Stop Overprompting 📉 Do this instead!
- Patrick Law
- Jul 30
- 2 min read
Why are engineers writing paragraphs to get a simple table from ChatGPT? There’s a faster, clearer way—and it starts with talking like a human.
What’s Good About It
Here’s what makes conversational prompting surprisingly effective for building engineering calculation templates:
Cleaner Input Extraction
You can simply say: “List the input variables from this section, with symbol, value, units, and source.” GPT handles the structure without extra effort.
Fast Turnaround for Templates
Within 2–3 follow-ups, you can turn raw client data or textbook examples into reusable templates—ideal for pumps, line sizing, vessel calcs, and more.
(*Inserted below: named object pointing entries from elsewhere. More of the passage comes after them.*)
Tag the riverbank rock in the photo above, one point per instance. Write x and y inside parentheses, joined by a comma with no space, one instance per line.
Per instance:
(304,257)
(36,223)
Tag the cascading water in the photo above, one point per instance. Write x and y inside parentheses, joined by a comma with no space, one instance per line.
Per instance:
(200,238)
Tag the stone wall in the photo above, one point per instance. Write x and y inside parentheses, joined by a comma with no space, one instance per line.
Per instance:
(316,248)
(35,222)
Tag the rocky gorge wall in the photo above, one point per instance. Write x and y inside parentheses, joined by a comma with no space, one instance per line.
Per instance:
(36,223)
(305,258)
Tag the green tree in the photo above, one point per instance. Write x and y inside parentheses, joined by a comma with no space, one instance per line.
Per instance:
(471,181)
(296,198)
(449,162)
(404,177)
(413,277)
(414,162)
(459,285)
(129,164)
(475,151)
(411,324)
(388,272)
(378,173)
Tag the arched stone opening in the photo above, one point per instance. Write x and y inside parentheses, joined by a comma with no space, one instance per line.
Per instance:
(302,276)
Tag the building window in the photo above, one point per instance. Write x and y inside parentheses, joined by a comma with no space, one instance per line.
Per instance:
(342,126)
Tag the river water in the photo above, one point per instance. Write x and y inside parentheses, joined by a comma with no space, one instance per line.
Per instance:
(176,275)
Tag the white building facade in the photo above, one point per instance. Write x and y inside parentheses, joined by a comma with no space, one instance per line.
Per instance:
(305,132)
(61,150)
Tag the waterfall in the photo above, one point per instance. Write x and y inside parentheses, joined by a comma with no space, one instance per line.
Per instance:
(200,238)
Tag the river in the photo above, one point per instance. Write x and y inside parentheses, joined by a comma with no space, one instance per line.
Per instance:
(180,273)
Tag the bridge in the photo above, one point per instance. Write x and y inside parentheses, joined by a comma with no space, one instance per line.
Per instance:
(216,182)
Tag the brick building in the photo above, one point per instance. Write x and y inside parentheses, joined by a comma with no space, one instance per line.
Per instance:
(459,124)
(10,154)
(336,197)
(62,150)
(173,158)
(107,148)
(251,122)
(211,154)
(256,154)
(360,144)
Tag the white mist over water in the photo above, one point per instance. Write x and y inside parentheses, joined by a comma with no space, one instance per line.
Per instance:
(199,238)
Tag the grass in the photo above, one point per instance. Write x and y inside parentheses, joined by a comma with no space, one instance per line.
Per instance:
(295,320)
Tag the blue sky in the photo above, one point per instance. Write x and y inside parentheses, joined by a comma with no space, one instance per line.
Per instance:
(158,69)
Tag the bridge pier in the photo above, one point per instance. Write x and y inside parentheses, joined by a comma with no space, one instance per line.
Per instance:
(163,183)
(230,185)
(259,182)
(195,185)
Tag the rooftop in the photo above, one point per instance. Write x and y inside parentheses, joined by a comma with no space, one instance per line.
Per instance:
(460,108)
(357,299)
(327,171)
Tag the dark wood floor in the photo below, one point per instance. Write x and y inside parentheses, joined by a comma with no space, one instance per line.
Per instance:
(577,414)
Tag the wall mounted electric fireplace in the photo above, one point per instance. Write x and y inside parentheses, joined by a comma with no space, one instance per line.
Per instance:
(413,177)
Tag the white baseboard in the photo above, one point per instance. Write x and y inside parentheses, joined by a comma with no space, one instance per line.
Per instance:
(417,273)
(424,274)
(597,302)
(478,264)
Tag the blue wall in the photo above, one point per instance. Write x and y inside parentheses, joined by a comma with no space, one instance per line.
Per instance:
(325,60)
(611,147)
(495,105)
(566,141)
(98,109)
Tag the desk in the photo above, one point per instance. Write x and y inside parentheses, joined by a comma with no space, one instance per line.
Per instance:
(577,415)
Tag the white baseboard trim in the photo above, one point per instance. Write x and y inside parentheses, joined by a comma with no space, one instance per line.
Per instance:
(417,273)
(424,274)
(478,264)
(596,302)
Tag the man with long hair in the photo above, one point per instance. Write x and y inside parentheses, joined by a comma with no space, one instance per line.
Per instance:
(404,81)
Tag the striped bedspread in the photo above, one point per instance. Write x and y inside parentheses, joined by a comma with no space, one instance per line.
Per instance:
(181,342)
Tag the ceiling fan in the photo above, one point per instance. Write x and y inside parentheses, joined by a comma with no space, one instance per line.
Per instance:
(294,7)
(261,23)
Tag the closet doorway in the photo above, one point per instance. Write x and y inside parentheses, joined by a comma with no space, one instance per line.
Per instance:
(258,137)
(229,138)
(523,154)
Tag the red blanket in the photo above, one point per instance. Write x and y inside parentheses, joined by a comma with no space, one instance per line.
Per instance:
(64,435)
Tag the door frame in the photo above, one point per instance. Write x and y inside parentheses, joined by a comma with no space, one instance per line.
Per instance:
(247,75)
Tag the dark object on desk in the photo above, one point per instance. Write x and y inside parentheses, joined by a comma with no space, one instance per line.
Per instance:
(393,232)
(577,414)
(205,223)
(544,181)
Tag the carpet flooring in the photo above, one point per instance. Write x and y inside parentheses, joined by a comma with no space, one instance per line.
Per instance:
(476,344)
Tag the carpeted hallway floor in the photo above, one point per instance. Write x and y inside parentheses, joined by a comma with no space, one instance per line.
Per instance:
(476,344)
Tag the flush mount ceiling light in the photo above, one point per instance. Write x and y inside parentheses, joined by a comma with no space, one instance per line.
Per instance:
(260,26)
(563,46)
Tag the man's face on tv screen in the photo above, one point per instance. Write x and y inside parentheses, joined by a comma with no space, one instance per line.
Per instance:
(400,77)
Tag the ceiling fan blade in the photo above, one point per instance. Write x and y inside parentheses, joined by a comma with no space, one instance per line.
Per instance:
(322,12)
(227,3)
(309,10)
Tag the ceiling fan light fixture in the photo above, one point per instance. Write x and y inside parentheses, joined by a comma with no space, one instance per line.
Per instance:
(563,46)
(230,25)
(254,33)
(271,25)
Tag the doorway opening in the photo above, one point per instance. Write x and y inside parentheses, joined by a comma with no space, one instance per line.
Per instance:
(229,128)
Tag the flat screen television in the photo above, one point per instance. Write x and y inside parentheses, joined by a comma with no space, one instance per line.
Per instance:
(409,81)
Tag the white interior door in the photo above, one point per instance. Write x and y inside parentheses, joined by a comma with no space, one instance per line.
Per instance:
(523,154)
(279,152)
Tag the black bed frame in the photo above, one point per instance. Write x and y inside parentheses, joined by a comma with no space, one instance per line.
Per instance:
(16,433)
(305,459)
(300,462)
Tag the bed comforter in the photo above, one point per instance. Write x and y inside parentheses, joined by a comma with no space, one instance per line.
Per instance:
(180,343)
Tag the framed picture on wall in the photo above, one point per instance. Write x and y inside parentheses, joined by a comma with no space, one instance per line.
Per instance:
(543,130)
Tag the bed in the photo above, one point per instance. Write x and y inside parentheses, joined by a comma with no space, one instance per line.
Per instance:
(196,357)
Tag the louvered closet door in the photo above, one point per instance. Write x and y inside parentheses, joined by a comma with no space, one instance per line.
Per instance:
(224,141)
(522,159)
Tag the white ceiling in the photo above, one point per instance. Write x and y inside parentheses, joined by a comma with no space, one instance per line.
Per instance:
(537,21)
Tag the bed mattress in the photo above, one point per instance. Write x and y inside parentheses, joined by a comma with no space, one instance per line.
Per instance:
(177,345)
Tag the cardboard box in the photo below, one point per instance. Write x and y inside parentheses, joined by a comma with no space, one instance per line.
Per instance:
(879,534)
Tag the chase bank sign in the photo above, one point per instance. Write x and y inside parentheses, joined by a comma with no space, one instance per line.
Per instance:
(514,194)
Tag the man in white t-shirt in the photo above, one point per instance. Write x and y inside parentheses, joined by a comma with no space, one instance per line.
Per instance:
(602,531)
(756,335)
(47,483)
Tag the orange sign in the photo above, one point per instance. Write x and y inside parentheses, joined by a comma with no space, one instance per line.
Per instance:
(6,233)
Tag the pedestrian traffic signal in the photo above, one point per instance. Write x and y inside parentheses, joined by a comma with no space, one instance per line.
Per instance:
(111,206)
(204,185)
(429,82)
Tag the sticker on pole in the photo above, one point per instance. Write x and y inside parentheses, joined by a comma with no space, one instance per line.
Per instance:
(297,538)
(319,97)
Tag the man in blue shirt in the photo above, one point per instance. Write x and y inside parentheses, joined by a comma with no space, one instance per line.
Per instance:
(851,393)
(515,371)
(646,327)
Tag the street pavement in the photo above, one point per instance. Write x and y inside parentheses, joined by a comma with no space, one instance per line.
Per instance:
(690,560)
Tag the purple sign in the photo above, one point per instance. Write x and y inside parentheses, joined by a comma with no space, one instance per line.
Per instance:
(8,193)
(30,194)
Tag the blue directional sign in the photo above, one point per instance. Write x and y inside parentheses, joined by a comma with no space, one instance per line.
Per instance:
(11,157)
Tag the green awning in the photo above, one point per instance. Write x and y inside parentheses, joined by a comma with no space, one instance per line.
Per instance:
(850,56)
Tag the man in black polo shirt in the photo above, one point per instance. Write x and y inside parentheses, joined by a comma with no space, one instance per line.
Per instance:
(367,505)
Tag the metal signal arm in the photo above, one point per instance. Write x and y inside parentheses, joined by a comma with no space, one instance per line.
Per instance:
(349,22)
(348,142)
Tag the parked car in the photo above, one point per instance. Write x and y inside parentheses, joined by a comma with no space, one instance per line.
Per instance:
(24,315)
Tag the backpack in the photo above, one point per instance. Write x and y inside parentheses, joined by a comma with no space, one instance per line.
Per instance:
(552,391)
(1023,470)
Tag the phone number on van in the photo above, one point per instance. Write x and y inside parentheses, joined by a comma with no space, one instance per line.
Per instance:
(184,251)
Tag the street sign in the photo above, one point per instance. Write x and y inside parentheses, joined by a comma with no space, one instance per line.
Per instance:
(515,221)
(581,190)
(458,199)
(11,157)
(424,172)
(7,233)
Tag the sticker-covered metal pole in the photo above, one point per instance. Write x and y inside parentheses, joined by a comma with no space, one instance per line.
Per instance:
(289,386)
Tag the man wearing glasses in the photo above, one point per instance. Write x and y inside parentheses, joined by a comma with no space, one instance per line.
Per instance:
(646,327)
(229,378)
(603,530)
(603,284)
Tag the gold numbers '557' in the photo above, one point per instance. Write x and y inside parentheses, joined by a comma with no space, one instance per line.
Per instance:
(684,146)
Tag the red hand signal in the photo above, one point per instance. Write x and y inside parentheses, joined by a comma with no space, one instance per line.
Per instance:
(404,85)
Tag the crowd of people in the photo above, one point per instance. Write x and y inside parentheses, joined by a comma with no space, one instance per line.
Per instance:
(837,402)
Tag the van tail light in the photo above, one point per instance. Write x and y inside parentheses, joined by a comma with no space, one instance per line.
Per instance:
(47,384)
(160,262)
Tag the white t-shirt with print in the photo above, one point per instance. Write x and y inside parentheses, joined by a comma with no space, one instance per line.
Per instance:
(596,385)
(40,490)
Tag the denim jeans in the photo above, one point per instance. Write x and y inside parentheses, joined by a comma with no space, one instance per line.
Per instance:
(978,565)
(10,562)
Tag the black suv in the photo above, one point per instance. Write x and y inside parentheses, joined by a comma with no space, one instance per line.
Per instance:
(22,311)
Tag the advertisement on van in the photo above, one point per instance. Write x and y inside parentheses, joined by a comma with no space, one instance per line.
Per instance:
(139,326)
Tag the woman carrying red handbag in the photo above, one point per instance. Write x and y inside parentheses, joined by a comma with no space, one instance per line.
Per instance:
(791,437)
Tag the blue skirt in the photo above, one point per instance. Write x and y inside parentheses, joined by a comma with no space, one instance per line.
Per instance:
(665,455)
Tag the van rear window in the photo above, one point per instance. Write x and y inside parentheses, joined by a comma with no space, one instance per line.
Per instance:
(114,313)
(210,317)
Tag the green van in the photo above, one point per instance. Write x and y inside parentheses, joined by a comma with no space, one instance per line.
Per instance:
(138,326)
Adaptable for Real Workflows
Instead of rebuilding prompts from scratch, you iterate naturally:“Now turn this into a blank template.”“Add a column for citation format (Ref #, pg #).”“Add formulas where possible.”
What’s Bad About It
Conversational prompting only works if you're precise in plain terms. Here’s where engineers go wrong:
Vague inputs like “add sourcing best practices” get vague output
If you skip unit format or citation formatting, GPT will too
Doesn’t work well for automation unless you lock the format after testing
Why It Works for Engineers
Let’s say you’re sizing a centrifugal pump.
Instead of building a GPT from scratch, try this:
“Extract all input variables from this datasheet and organize in a table.”
“Add formula column and source citation (Ref #, pg #).”
“Now turn this into a blank template I can reuse.”
Within one conversation, you’ve got a standard calc template—and no need to restart or over-prompt.
Conclusion / Call to Action:Stop writing long, rigid prompts. If you can talk like an engineer giving clear steps to an intern, you can build reusable templates with ChatGPT—fast.